# CYP21A2 Caller

The CYP21A2 Caller is capable of genotyping the *CYP21A2* gene from whole-genome sequencing (WGS) data. Due to high sequence similarity with its pseudogene paralog *CYP21A1P* and a wide variety of common structural variants (SVs), a specialized caller is necessary to resolve variants.

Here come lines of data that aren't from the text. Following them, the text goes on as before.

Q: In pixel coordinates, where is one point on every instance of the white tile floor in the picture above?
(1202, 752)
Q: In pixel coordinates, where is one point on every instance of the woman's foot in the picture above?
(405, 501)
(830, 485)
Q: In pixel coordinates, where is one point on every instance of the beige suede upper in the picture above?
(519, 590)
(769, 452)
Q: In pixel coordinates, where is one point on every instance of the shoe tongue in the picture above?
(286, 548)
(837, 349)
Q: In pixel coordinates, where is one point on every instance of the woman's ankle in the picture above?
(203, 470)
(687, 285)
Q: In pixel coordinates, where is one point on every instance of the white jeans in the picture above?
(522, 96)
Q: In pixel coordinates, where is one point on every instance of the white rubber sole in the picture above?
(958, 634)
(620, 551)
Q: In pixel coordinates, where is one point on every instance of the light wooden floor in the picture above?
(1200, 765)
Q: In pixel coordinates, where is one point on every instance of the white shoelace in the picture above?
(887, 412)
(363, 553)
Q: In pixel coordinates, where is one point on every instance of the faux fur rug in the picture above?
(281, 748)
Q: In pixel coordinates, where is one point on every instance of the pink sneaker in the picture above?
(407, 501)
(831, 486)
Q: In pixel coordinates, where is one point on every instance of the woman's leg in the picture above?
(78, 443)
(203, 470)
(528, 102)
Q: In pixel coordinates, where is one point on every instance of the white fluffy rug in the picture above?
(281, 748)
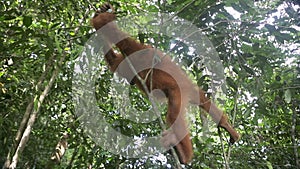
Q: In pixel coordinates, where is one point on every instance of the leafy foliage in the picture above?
(257, 42)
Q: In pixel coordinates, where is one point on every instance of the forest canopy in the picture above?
(256, 46)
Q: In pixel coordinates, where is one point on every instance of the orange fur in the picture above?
(179, 89)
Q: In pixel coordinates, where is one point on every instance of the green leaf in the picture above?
(27, 21)
(287, 96)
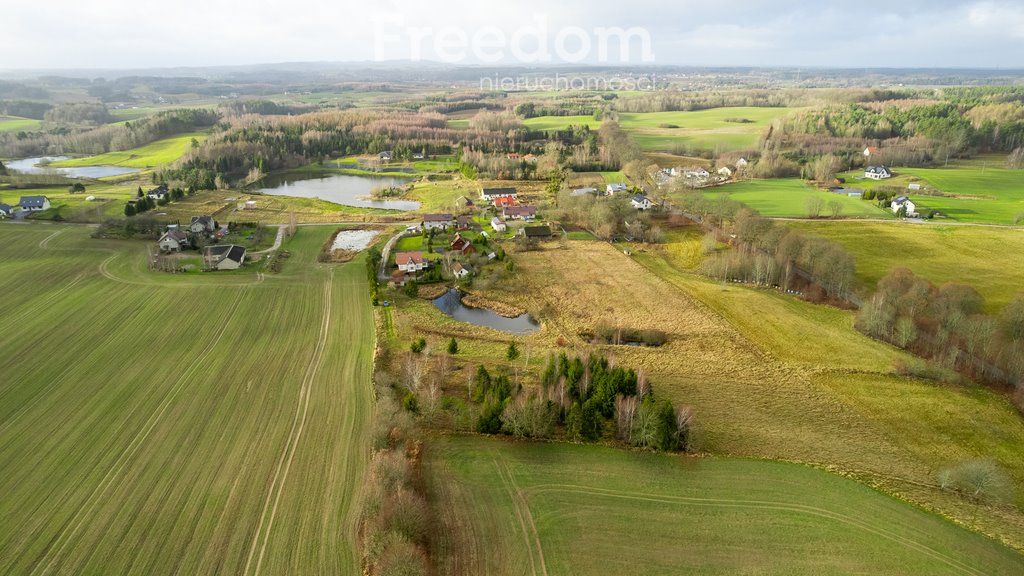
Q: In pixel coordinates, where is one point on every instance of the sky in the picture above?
(132, 34)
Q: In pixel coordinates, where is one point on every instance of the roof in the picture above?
(537, 232)
(402, 258)
(33, 201)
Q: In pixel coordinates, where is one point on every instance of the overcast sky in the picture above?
(66, 34)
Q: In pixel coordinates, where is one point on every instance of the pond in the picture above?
(451, 303)
(346, 190)
(31, 166)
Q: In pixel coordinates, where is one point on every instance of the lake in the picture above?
(346, 190)
(30, 166)
(451, 303)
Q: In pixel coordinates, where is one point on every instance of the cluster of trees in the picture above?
(947, 324)
(590, 398)
(770, 255)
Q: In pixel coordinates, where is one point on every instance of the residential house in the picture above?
(519, 212)
(173, 241)
(613, 188)
(437, 221)
(641, 202)
(411, 262)
(203, 224)
(460, 270)
(878, 173)
(696, 172)
(489, 194)
(904, 202)
(159, 193)
(536, 233)
(34, 203)
(227, 256)
(461, 245)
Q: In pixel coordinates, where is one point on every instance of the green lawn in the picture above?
(15, 124)
(787, 198)
(555, 508)
(151, 155)
(987, 258)
(160, 423)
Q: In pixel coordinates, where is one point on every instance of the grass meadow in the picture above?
(987, 258)
(787, 198)
(556, 508)
(192, 423)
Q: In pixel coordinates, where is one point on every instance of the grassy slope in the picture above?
(986, 258)
(787, 198)
(574, 509)
(154, 154)
(145, 417)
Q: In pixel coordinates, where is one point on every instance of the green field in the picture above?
(787, 198)
(552, 508)
(194, 424)
(987, 258)
(148, 156)
(14, 124)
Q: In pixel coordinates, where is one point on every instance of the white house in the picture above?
(437, 221)
(904, 202)
(613, 188)
(227, 256)
(173, 241)
(411, 262)
(34, 203)
(878, 173)
(202, 224)
(641, 202)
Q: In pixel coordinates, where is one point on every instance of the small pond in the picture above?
(31, 166)
(451, 303)
(346, 190)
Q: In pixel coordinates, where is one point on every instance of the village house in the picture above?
(34, 203)
(461, 245)
(489, 194)
(904, 202)
(613, 188)
(519, 212)
(173, 241)
(411, 262)
(437, 221)
(227, 256)
(159, 193)
(641, 202)
(461, 271)
(878, 173)
(203, 224)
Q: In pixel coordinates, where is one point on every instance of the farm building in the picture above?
(437, 221)
(227, 256)
(904, 202)
(519, 212)
(641, 202)
(410, 262)
(34, 203)
(173, 241)
(202, 224)
(489, 194)
(878, 173)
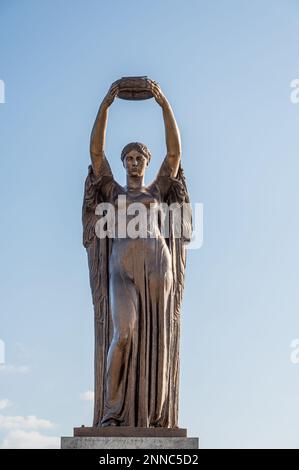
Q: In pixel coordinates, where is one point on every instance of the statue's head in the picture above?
(135, 157)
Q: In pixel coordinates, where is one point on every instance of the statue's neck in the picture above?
(135, 182)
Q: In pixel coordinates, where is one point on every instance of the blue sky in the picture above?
(226, 67)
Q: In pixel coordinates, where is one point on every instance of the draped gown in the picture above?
(137, 287)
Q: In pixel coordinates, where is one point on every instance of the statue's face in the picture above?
(135, 163)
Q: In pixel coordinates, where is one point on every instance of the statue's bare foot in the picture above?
(110, 422)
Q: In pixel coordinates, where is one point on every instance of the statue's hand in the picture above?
(111, 95)
(158, 94)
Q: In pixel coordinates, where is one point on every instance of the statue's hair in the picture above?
(142, 148)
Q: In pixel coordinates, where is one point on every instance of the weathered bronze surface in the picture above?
(137, 284)
(129, 431)
(135, 88)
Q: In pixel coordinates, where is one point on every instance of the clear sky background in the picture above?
(226, 67)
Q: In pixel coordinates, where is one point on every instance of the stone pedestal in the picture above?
(129, 438)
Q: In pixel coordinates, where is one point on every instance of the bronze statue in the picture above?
(136, 283)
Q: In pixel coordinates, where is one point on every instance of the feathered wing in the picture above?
(98, 251)
(177, 194)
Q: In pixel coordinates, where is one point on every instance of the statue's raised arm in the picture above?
(172, 134)
(98, 133)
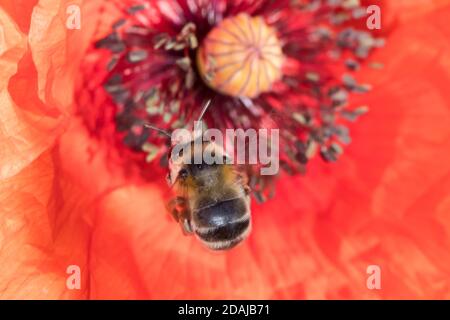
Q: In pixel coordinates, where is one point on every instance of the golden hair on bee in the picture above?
(213, 200)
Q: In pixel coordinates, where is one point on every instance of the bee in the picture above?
(213, 200)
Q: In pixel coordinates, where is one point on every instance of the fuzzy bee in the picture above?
(213, 200)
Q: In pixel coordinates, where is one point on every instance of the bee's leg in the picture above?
(244, 181)
(247, 190)
(179, 209)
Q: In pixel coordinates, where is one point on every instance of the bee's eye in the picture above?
(183, 173)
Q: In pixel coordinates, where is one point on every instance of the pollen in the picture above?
(241, 57)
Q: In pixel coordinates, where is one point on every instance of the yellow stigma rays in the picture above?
(241, 57)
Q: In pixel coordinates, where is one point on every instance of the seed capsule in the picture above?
(241, 57)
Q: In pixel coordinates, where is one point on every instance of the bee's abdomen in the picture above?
(223, 225)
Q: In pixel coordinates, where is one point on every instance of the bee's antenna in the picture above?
(205, 108)
(157, 129)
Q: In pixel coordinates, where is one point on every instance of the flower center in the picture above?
(241, 57)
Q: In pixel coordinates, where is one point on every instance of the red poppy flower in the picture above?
(76, 190)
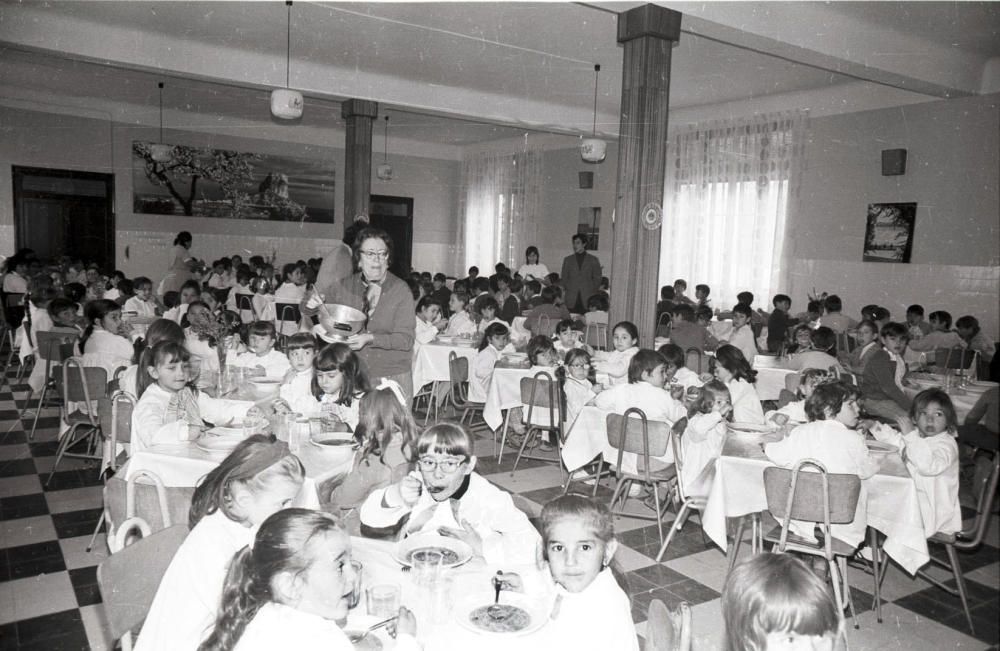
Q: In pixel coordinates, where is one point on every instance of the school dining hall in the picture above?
(590, 326)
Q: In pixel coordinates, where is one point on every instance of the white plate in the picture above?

The CYP21A2 calling workflow is broken up into the following major stages:

1. Loading input configuration
2. Processing read data
3. Analyzing read data

Read data analysis is further split into the following steps:

1. Determine total *CYP21A2* and *CYP21A1P* copy number from read depth.
2. Call small variants in *CYP21A2* copies.
3. Phase reads to detect common variants and recombination events.
4. Identify most likely haplotypes.

The CYP21A2 Caller requires WGS data aligned to a human reference genome with at least 30x coverage.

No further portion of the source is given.